Edgewood Mayor John Bassett

Copyright © 2020 Albuquerque Journal

SANTA FE – First Judicial District Judge Maria Sanchez-Gagne declined to set aside previously held judgments against Edgewood Mayor John Bassett for violating the town’s nepotism ordinance during a hearing Tuesday. As a result, Bassett is subject to removal from office and a possible misdemeanor crime for appointing his first cousin to the town’s Planning and Zoning Commission.

Shortly after he was elected mayor in March 2016, Bassett appointed his first cousin, Cheryl Huppertz, to the commission. He reappointed her again in 2018 but she resigned after concerns were raised about a nepotism violation last year.

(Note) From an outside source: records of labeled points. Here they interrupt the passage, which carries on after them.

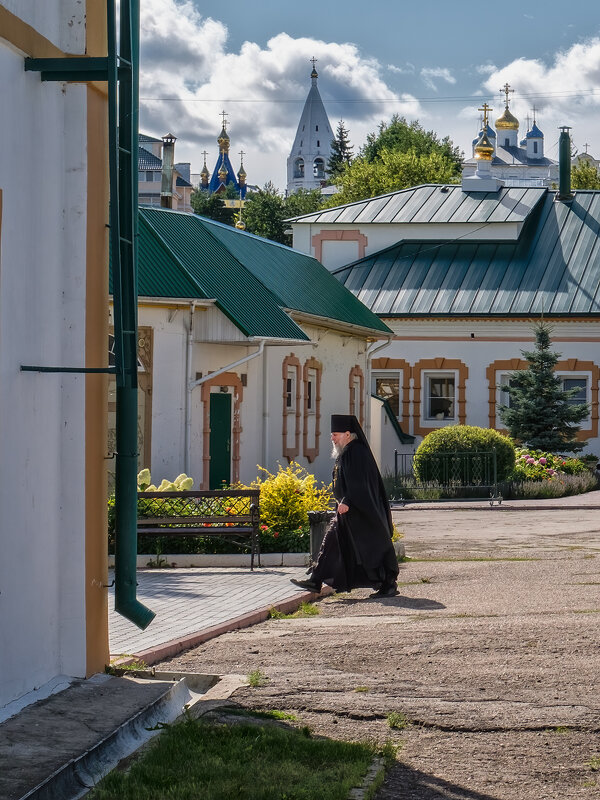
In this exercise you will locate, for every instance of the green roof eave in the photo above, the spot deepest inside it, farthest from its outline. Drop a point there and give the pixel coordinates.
(381, 331)
(405, 438)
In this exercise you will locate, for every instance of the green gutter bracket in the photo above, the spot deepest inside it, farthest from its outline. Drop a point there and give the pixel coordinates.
(76, 68)
(80, 370)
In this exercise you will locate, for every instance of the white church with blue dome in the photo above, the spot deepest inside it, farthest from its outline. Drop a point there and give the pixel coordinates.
(515, 162)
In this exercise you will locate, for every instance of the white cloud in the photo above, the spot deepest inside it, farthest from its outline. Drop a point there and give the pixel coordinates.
(430, 74)
(188, 76)
(407, 69)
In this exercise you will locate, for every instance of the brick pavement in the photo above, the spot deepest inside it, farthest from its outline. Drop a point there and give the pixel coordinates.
(196, 604)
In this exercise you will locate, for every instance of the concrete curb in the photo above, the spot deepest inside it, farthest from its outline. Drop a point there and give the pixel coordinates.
(78, 776)
(172, 648)
(371, 782)
(220, 560)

On Tuesday, Sanchez-Gange ruled Bassett couldn’t be represented by the town attorney because it would be a conflict of interest, which was brought up in a motion filed by town councilors Sherry Abraham and Audrey Jaramillo.

Town attorney Marcus Rael previously filed a motion to set aside Sanchez-Gagne’s judgments, which Abraham and Jaramillo said the attorney didn’t have the authority to do without the council’s permission. Rael said he was acting in the mayor’s defense, which they also asserted he couldn’t do without their permission.

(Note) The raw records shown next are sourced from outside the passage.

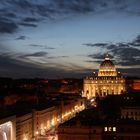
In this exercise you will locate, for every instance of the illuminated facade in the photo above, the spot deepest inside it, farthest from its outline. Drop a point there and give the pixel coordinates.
(8, 128)
(106, 82)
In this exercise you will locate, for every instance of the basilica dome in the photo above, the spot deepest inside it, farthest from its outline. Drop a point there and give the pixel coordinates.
(107, 68)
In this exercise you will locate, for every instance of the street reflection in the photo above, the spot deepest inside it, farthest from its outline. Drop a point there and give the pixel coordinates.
(5, 131)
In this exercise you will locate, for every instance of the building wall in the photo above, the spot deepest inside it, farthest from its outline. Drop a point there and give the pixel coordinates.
(24, 127)
(79, 133)
(103, 86)
(8, 128)
(130, 113)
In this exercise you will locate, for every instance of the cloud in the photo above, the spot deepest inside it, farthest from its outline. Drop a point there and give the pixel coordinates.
(56, 9)
(41, 46)
(22, 37)
(28, 24)
(30, 19)
(7, 26)
(36, 54)
(125, 54)
(96, 44)
(55, 57)
(14, 68)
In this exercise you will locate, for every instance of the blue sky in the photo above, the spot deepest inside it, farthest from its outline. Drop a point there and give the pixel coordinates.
(61, 38)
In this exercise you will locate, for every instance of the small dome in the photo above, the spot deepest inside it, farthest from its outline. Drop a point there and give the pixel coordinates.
(107, 63)
(107, 68)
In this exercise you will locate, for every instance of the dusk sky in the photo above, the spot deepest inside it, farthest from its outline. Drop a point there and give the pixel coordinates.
(68, 38)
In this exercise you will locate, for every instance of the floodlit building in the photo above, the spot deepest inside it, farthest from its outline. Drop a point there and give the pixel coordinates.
(8, 128)
(107, 81)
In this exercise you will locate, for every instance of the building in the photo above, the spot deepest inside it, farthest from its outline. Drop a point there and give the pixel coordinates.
(36, 123)
(8, 128)
(106, 81)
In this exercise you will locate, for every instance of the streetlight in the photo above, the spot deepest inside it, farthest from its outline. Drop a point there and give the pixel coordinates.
(37, 133)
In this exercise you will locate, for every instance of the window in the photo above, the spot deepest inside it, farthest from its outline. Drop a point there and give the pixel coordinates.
(114, 129)
(105, 129)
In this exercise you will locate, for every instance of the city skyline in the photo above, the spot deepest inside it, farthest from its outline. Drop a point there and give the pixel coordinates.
(60, 38)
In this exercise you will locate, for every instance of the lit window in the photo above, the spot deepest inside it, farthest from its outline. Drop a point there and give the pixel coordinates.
(114, 129)
(109, 129)
(105, 129)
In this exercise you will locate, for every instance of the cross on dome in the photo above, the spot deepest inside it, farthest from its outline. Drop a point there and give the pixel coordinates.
(107, 57)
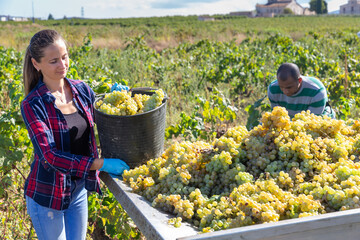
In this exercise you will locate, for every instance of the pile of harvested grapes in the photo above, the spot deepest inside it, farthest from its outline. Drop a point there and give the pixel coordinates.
(122, 103)
(284, 168)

Rael didn’t respond to calls from the Journal requesting comment Wednesday.

“Our stance is that the mayor needs to defend himself,” Abraham said. “He should not be defending himself with citizen taxpayer money. The governing body needs to authorize that if that’s going to happen.”

The case against Bassett and the town of Edgewood was filed in February by town residents Thomas McGill, Jerry Powers and Howard Calkins. According to them, Bassett is no longer the mayor of Edgewood.

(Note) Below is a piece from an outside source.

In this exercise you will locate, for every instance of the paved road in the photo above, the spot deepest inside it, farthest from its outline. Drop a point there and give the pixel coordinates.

“I believe that a reasonable interpretation of the court’s judgment is that he is no longer Mayor for the town of Edgewood,” said Adrian Terry, attorney for the plaintiffs. “That judgment has not been executed by force, as in the sheriff executing a writ, but we are going to request that a writ be issued if the mayor intends to proceed any further in local government.”

The court case aside, Edgewood residents voted in August to transition from a council-mayor to a commission-manager form of government. The transition could take more than a year to take effect.

The parties must now prepare an order to determine how, and if, the town plans to proceed with the lawsuit, which is due Friday.

Bassett said he plans to appeal any decision against him, claiming he still hasn’t had his day in court and wasn’t properly served with the court case. Sanchez-Gagne ruled in Tuesday’s hearing that the defendants were properly served.

“Well, the charges in the lawsuit are totally bogus,” Bassett said. “They’ve conjured them up from a number of events and things that happened over the period of my term here. And then they turn them around and they reverse engineer them, claiming there’s some kind of giant conspiracy or criminal enterprise that I’m running. Nothing could be further from the truth.”

Bassett accused the plaintiffs in the case of working with the water company EPCOR to get him removed because the town, under his direction, was trying to purchase the utility company. Terry refuted that allegation.

Bassett also said Huppertz was serving on the commission under the previous mayor and he just continued with her approval. He said he thought everyone knew she was his first cousin.